We’ve had a great time here in Hutchinson.  The dogs have had a good time as well.  One of our friends has four youngsters who thoroughly enjoyed walking them around the campground.  Here are Emalee, Abigail and Claire with their four-footed friends.  

John Michael took a turn leading them as well, but when I was ready to take photos, he was "helping" his dad under their truck.

The grownups spent some of their time in seminars.  Many of them dealt with the HDTs and how to maintain them and our RVs, communication on the road and related topics.  There were also other topics of interest to retirees or soon-to-be’s.  Our friend Dale gave a great presentation on having your documents in order in case of an emergency or health issue, and John did a session dealing with issues related to long-term care insurance and who does or does not need it.

A lot of our time was spent in enjoying meals together.  Pot lucks, pizza and BBQ dinners, breakfast, and "Cooking with Jay" where we learned a lot about food preparation and safety, and enjoyed the fruits of Jay's labors.

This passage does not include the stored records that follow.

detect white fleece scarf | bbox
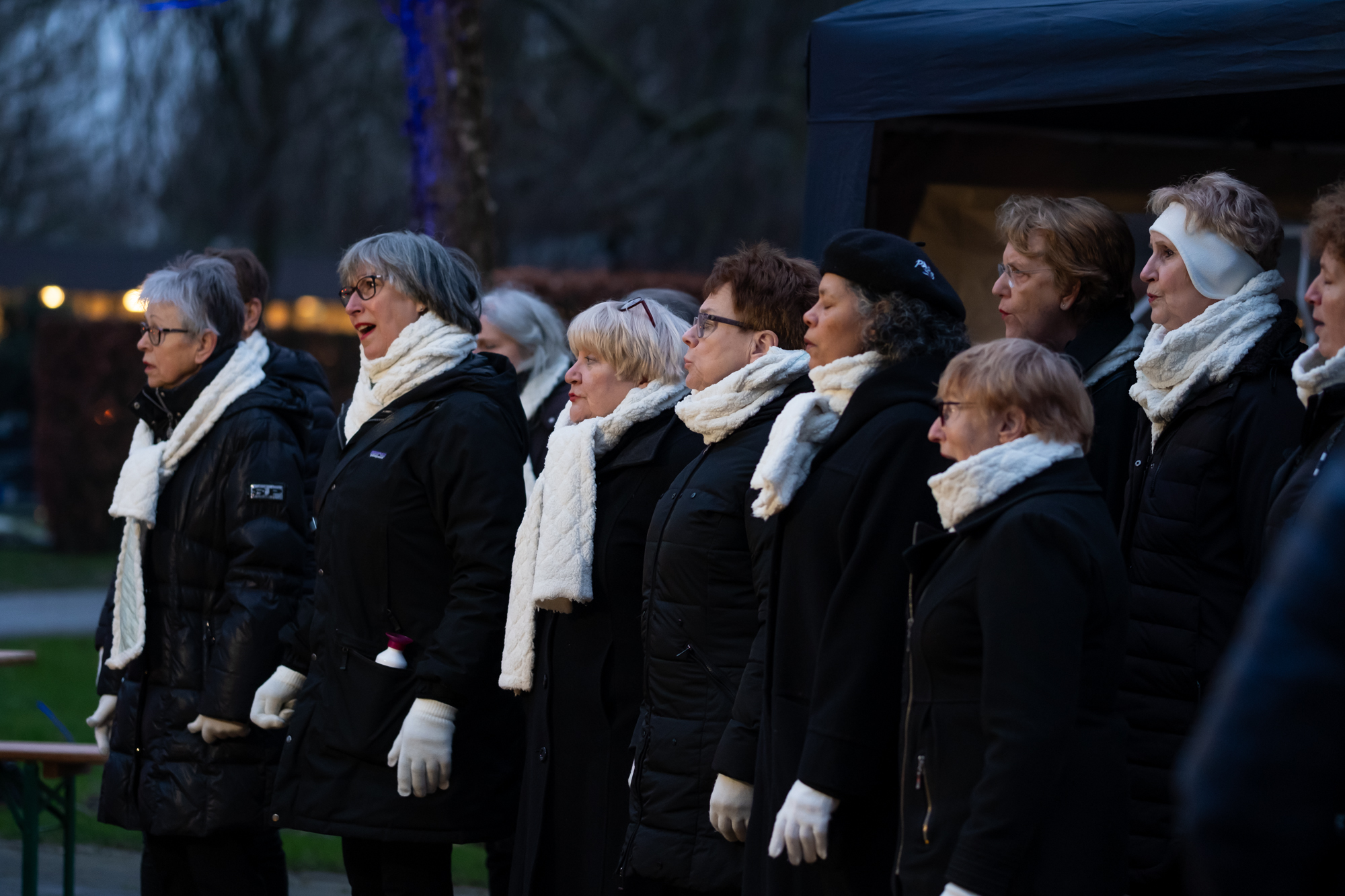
[1084,324,1149,389]
[751,351,882,520]
[1294,343,1345,406]
[1130,270,1284,444]
[499,379,686,690]
[346,311,476,441]
[929,433,1084,532]
[106,332,270,669]
[677,345,808,445]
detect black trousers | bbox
[140,827,289,896]
[340,837,453,896]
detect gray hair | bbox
[1149,171,1284,270]
[482,286,570,370]
[336,230,482,333]
[140,253,243,351]
[621,289,701,320]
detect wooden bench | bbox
[0,740,108,896]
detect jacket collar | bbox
[1061,308,1135,372]
[902,458,1102,592]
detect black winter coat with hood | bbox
[1264,384,1345,556]
[1120,302,1303,892]
[95,348,308,837]
[514,407,709,896]
[625,374,812,892]
[270,355,526,842]
[744,355,948,896]
[1064,308,1143,528]
[898,459,1127,896]
[262,339,336,507]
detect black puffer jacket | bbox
[1264,384,1345,556]
[262,339,336,507]
[1064,308,1142,526]
[97,350,308,837]
[1120,302,1303,892]
[742,356,948,896]
[514,407,709,896]
[625,375,812,892]
[270,355,526,842]
[898,459,1127,896]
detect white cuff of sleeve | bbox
[412,697,457,721]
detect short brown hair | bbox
[705,241,820,348]
[995,195,1135,321]
[1307,180,1345,263]
[200,249,270,304]
[1149,171,1284,270]
[939,339,1093,451]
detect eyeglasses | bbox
[694,311,748,339]
[617,296,659,329]
[929,398,971,423]
[136,324,191,345]
[995,265,1050,289]
[338,274,383,302]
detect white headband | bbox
[1149,202,1262,300]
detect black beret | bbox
[822,229,967,320]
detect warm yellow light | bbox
[38,286,66,308]
[261,298,289,329]
[295,296,323,320]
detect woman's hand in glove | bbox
[767,780,841,865]
[187,716,249,744]
[85,694,117,756]
[247,666,307,728]
[387,697,457,797]
[710,775,752,844]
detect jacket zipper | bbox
[916,754,933,846]
[616,445,712,889]
[616,713,654,889]
[678,637,733,698]
[896,565,928,877]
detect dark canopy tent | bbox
[803,0,1345,339]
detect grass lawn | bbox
[0,635,486,887]
[0,549,117,589]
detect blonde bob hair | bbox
[939,339,1093,452]
[566,298,691,382]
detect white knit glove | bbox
[247,666,308,728]
[767,780,841,865]
[710,775,752,844]
[85,694,117,756]
[187,716,250,744]
[939,880,976,896]
[387,697,457,797]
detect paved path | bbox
[0,840,487,896]
[0,588,108,641]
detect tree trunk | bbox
[385,0,495,273]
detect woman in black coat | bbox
[476,286,573,489]
[621,243,818,893]
[744,230,967,896]
[1120,172,1303,896]
[897,339,1127,896]
[499,300,699,896]
[89,255,308,896]
[252,233,525,893]
[1264,181,1345,543]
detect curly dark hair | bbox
[1307,180,1345,261]
[850,281,971,362]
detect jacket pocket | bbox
[319,633,416,766]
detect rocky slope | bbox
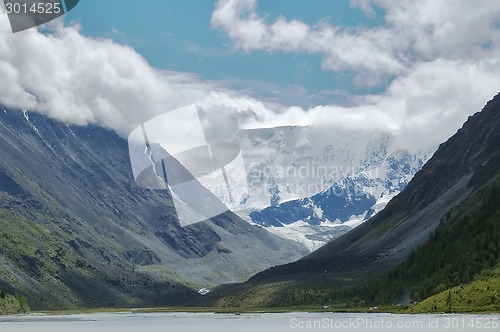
[201,94,500,305]
[0,108,305,308]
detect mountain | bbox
[235,126,434,251]
[0,108,306,308]
[200,94,500,305]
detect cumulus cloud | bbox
[211,0,500,149]
[211,0,500,84]
[0,0,500,154]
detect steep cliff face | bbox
[0,108,306,308]
[199,94,500,306]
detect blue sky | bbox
[65,0,383,106]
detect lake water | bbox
[0,313,500,332]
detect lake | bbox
[0,312,500,332]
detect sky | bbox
[0,0,500,149]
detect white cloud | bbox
[212,0,500,84]
[0,10,209,135]
[208,0,500,149]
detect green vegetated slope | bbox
[408,267,500,313]
[206,91,500,307]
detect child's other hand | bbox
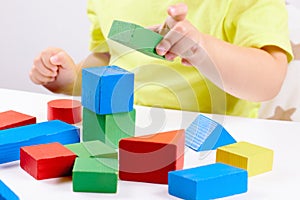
[156,3,204,65]
[29,48,77,93]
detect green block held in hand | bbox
[108,20,165,59]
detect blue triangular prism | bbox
[185,115,236,151]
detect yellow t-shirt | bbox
[88,0,292,117]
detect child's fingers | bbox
[146,24,161,33]
[38,48,60,72]
[168,3,188,21]
[156,23,187,55]
[50,51,74,69]
[29,67,55,85]
[33,58,58,77]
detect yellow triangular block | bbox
[216,142,274,176]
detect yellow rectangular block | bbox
[216,142,274,176]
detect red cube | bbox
[0,110,36,130]
[20,142,76,180]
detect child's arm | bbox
[292,43,300,60]
[30,48,110,95]
[156,4,287,101]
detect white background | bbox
[0,0,90,93]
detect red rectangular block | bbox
[119,130,185,184]
[20,142,76,180]
[0,110,36,130]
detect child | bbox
[30,0,292,117]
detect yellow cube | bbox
[216,142,274,176]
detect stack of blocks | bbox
[168,115,273,200]
[82,66,135,148]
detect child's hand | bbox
[152,3,204,65]
[30,48,77,93]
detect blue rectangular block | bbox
[0,180,19,200]
[0,120,80,164]
[168,163,248,200]
[81,66,134,115]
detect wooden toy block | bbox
[81,66,134,115]
[82,108,136,148]
[20,142,77,180]
[72,158,118,193]
[119,130,184,184]
[216,142,274,176]
[168,163,248,200]
[47,99,81,124]
[0,180,19,200]
[65,140,118,159]
[0,110,36,130]
[108,20,165,59]
[185,115,236,151]
[0,120,80,164]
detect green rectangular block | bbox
[82,108,136,148]
[65,140,118,159]
[108,20,165,59]
[72,158,118,193]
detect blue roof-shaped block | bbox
[81,65,134,115]
[0,120,80,164]
[185,115,236,151]
[0,180,19,200]
[168,163,248,200]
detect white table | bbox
[0,89,300,200]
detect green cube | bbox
[82,108,136,148]
[72,158,118,193]
[108,20,165,59]
[65,140,118,159]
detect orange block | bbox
[119,130,185,184]
[20,142,77,180]
[0,110,36,130]
[48,99,82,124]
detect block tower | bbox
[81,66,135,148]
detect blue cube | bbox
[81,66,134,115]
[0,180,19,200]
[168,163,248,200]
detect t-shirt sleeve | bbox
[87,0,109,53]
[224,0,293,61]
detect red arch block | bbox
[119,130,185,184]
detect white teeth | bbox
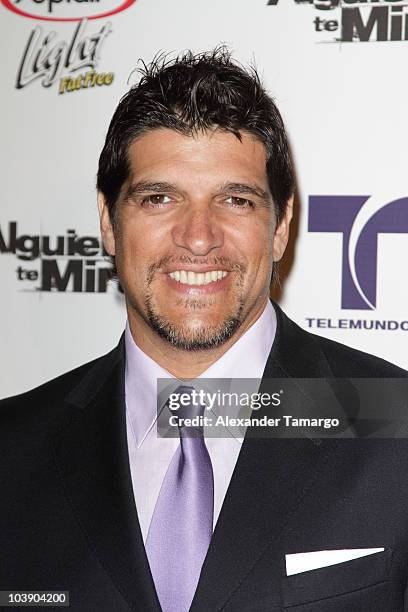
[169,270,228,285]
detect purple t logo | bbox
[308,196,408,310]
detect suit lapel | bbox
[55,338,160,612]
[191,305,337,612]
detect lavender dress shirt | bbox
[125,301,276,542]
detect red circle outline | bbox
[0,0,136,21]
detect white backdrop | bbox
[0,0,408,397]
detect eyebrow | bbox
[221,183,271,202]
[125,181,271,202]
[125,181,177,200]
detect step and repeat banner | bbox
[0,0,408,397]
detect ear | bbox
[273,196,294,261]
[98,191,115,255]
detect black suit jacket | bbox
[0,306,408,612]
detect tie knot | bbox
[168,385,205,435]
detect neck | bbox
[127,301,267,379]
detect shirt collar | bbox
[125,300,276,447]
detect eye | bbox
[142,193,171,207]
[226,196,254,208]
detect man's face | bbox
[100,128,290,350]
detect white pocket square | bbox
[285,548,384,576]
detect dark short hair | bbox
[97,47,294,223]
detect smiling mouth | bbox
[168,270,228,286]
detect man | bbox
[0,51,408,612]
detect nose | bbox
[172,204,224,256]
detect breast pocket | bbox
[282,549,391,612]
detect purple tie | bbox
[146,385,214,612]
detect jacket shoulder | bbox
[0,348,121,426]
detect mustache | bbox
[147,254,246,283]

And, again this year Danielle taught line dancing classes so we could have fun as well as keep in shape after all that eating.

But much of our activity centered about the trucks.  You couldn’t walk through the campground without seeing guys leaning on, working on, or working under them.  

Here is a shot of the heavy duty trucks lined up for their annual portrait.  

It takes about two hours to get them all into position so we can get a good shot from the top of the stadium at the fairgrounds.  Several of them carry “Smarts,” or Smart Cars, on the back of their trucks so they won’t have to “double-tow” a car behind the RV.  Motorcycles and a Suzuki also hitch rides on the truck bed.  The Smarts and other vehicles that “ride” are also in the picture, along with their people and dogs.  

The HDT Rally concluded on Saturday, but we still have a dozen or more rigs that are taking it easy for another day or so before moving on.  We’ll miss all of them, but look forward to meeting again next year.